Le maire est membre du PC.

Des meurtres ont été commis. Attribués soit à un groupe de criminels nazis qui veulent faire régner la terreur, soit aux communistes qui veulent faire la révolution.

L’opacité est totale. Qui tire les ficelles ? Les agents sont doubles, triples. Les assassinats obéissent à différents motifs. Sans prendre partie, l’auteure nous permet de comprendre les ressorts de cette période troublée.

Pour lutter contre tous les stéréotypes de cette période.

Nicolas Béniès.

« Le quadrille des maudits », Guillaume Prévost, 10/18, Grands détectives ; « Film noir à Odessa », William Ryan, traduit par Jean Esch, 10/18, Grands détectives ; « Opération Cyclope », Claude d’Abzac, Folio/Policier.

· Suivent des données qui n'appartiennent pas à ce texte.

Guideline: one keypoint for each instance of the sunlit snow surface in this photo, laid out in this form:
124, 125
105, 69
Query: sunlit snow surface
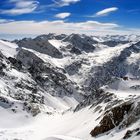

Un polar en forme de farce.

Donald Westlake nous a quittés le 31 décembre 2008 – il avait 75 ans. D’aucuns pensent qu’il l’a fait exprès pour gâcher le réveillon de ses amis et de ses proches et un peu de ses nombreux lecteurs.

Son œuvre est prolifique.

Rivages a décidé de la rééditer en faisant réviser la traduction. Il est donc nécessaire de le relire. Our le redécouvrir.

« On aime et on meurt comme ça » – sous-entendu pour rien, pour une chiquenaude -, il se sert d’un gimmick, un policier exclut de la police parce qu’il était avec sa maîtresse au moment d’une opération qui s’est traduite par la mort de son coéquipier, pour nous faire accepter une enquête au sein de la mafia. Rembek demande à Mitch Tobin – je ne pense pas que l’économiste ait quelque chose à voir avec cette histoire mais aller savoir… – de retrouver le meurtrier de sa maîtresse, une jeune femme, Rita Castle.

Les dialogues permettent à la fois de suivre l’action et de comprendre les embarras réciproques des deux protagonistes obligés de travailler ensemble.

La fin est un peu convenue et se laisse deviner mais elle fait partie de la farce. Quand les raisons d’un meurtre sont les mêmes pour un mafioso que pour n’importe qui d’autre…

Nicolas Béniès.

« On aime et on meurt comme ça », Donald Westlake, traduit par Maj Elfvik révisée par Marc Boulet, Rivages/Noir.